Local activists indicate that the Stetskovka "garbage case" contains elements of fraud and obvious collusion between regional authorities and businessmen who, under the plausible pretext of reclaiming a mothballed landfill, want to reap their considerable profits in the form of tens of tons of removed metal.

The situation is further exacerbated by the fact that, as local activists discovered, the company "Irvigrad" was registered on March 25, 2014, and was put up for sale on May 28. The company's statutory capital is 4 hryvnias, but for its work, which requires millions in investment, it is expected to receive a whopping... 1 hryvnias.

These irrational circumstances prompted residents of Stetskivka to write a letter to Prosecutor General Vitaliy Yarema. It states, among other things, that "Irvigrad LLC, together with regional state administration officials led by the governor, is conducting illegal activities in the region under the cover of the prosecutor's office." The head of the Prosecutor General's Office has not yet responded to this letter.

However, Viktor Chernyavsky, First Deputy Head of the Sumy Regional State Administration, justified the choice of this particular firm by citing the fact that it had approached Governor Shulga and prepared a project plan at its own expense, which had passed an expert review and which the authorities did not have the funds for. "If we stop their work today, then by the fall, when the rains begin, and the wastewater from the landfill begins to flow, a new project will no longer be possible, and there is no money for it," the First Deputy Governor stated. The regional government representative was unable to explain why a commercial firm would be interested in carrying out work costing one thousand hryvnias.

This was done for him by Svoboda MP Igor Miroshnichenko, well known to Ukrainians for his visits to the capital's Klovsky Lyceum to demand that he be given the class registers where Petro Poroshenko's children study, as well as for the no less well-known story associated with the beating of the general director of the National Television and Radio Company of Ukraine, because the latter, in the nationalist's opinion, was broadcasting "Muscovite propaganda."

Specifically, he claimed that Irvigrad LLC is simply a shell company and that what's really at stake is pure business, not landfill reclamation. "After all, metal that was previously buried there is currently being mined there. And what kind of company is this?

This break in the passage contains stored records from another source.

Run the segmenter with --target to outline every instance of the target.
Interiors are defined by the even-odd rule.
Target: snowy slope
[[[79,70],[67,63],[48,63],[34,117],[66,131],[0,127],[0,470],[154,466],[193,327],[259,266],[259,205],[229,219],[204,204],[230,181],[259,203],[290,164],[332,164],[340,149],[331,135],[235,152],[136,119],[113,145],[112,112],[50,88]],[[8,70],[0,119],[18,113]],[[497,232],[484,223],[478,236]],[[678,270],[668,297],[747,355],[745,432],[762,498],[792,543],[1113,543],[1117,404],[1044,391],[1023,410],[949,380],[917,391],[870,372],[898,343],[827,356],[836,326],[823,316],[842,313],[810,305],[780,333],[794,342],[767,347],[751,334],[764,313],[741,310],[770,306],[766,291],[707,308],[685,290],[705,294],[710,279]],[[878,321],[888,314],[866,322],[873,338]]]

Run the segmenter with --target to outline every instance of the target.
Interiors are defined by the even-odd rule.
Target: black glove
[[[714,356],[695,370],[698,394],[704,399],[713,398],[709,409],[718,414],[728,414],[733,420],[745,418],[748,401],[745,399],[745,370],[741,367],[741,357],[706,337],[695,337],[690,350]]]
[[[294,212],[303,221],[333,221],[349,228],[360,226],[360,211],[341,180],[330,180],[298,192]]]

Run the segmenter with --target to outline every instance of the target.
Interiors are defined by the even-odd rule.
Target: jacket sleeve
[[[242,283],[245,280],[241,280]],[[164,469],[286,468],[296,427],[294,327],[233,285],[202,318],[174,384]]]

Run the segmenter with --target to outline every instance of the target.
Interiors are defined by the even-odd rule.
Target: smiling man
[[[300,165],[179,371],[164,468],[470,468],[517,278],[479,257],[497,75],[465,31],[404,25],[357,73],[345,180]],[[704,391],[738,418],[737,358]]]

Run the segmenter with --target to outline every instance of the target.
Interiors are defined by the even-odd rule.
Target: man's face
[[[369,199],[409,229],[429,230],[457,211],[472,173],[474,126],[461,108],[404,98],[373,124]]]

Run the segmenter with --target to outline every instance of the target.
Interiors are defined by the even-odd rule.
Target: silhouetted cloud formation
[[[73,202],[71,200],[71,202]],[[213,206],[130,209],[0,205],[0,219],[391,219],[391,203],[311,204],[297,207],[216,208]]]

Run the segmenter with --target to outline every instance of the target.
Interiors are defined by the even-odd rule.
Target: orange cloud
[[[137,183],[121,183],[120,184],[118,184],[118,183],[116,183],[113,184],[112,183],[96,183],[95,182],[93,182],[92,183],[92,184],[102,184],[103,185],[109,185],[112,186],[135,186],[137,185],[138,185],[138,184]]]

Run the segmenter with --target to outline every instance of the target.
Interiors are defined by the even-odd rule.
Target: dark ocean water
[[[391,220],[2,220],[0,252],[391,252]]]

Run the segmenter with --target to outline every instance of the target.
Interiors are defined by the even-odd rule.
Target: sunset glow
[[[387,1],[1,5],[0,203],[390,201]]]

Where's the guarantee that they won't remove all the metal, then go bankrupt, and the landfill will remain dug up?" the deputy asks, perplexed.

Indeed, no one is providing such guarantees. Furthermore, it was discovered that Irvigrad does not even have the appropriate license to conduct any kind of metalworking. In this regard, the Prosecutor's Office has a number of questions for the Prosecutor General's Office:

— How soon will Prosecutor General Yarema respond to the collective appeal of the residents of the village of Stetskovka?

— Will an objective investigation be conducted into the actions of Sumy Regional State Administration officials and Governor Shulga personally, who entered into a dubious contract for the reclamation of the Irvigrad LLC landfill?

Should local residents expect a real suspension of work at the landfill during the law enforcement investigation?